When the Supreme Court decided the Citizens United case last year, allowing unlimited corporate spending in political campaigns, Gingrich told NPR he was "delighted." (He was so delighted, in fact, that less than a year later he decided to star in a Citizens United movie.) Of course, he had a tweak: "I think I would say that the real campaign finance reform under our Constitution would be to allow anyone to give unlimited amounts of after-tax money, with the understanding that they would file every night on the Internet what they're spending and how they're spending it, so everybody could see who was involved." But in 1995, he had a different idea. Gingrich wanted to clean up the campaign finance system. The Washington Post's David Broder hailed his proposals in a column titled, "Gingrich's Ideas On Campaign Finance Reforms On Target." What were they?
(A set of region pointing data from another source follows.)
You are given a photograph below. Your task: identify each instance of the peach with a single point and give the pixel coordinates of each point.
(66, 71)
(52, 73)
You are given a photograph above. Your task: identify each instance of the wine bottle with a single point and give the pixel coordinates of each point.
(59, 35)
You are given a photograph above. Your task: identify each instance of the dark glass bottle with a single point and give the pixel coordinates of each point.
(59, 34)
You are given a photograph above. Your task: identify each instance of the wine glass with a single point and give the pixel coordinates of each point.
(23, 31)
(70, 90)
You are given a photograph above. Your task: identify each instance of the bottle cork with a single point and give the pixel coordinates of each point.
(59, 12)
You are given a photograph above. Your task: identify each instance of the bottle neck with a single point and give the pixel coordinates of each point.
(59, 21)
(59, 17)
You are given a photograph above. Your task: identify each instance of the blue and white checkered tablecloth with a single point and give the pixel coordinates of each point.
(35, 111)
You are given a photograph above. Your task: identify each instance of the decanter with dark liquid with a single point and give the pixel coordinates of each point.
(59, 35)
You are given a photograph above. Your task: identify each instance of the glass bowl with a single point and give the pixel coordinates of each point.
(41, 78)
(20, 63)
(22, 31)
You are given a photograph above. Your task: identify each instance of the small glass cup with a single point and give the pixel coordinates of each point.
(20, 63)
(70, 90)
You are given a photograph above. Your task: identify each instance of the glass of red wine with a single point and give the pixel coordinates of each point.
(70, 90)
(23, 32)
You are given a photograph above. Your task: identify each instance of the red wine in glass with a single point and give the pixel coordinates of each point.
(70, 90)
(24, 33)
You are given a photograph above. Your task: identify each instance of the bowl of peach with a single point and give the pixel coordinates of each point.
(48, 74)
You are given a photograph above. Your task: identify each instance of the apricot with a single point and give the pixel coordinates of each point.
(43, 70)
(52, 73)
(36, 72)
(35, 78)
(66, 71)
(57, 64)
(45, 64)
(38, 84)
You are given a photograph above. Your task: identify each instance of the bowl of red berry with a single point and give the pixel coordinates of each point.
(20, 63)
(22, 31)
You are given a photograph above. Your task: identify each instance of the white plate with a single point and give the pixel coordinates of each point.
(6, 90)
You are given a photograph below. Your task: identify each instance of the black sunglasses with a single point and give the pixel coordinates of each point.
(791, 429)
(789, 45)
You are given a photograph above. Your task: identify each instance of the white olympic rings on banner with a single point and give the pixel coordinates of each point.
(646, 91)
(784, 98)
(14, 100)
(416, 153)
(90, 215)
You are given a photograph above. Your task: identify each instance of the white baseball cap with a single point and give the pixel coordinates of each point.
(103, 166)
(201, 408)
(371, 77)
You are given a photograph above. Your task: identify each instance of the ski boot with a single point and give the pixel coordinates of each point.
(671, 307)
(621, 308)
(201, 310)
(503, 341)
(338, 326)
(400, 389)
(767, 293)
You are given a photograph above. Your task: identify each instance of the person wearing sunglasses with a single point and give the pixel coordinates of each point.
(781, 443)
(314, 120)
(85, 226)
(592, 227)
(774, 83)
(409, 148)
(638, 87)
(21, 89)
Keep limits on individual contributions, but lift them to $5,000. "If this were not heretical enough, the speaker had one other idea," Broder explained. He wanted to limit the strength of political action committees by allowing political parties to spend more money.

And here are some not-so-great ideas Gingrich doesn't really talk about anymore:

  • Knowledge requirements for voters: The Washington Examiner reports that this year, Gingrich told the Georgia Republican convention, "But maybe we should also have a voting standard that says to vote, as a native-born American, you should have to learn American history. You realize how many of our high school graduates, because of the decay of the educational system, couldn't pass a citizenship test?" Of course, southern states, one of which he represented in Congress, used such tests to keep black people from voting before the Voting Rights Act. So that idea isn't just stupid, it's illegal.

  • How to avoid unemployment when factories go overseas: When Times' Matt Bai spoke to Gingrich in 2009, an interview was interrupted with the politician's shout of "The 1913 Girl Scouts manual!" He phoned his assistant to get him a copy. "He leaned back and proceeded to explain to me that the Girl Scouts manual contained a recommendation that every girl learn to perform two jobs, just in case one of them went away. What we needed, apparently, were more steelworkers who belonged to the Girl Scouts," Bai explains.

  • Bring back orphanages: Yes, Gingrich called for bringing back orphanages in 1994. It would save money on welfare. Gingrich has yet to call for orphanages in the Republican debates this year.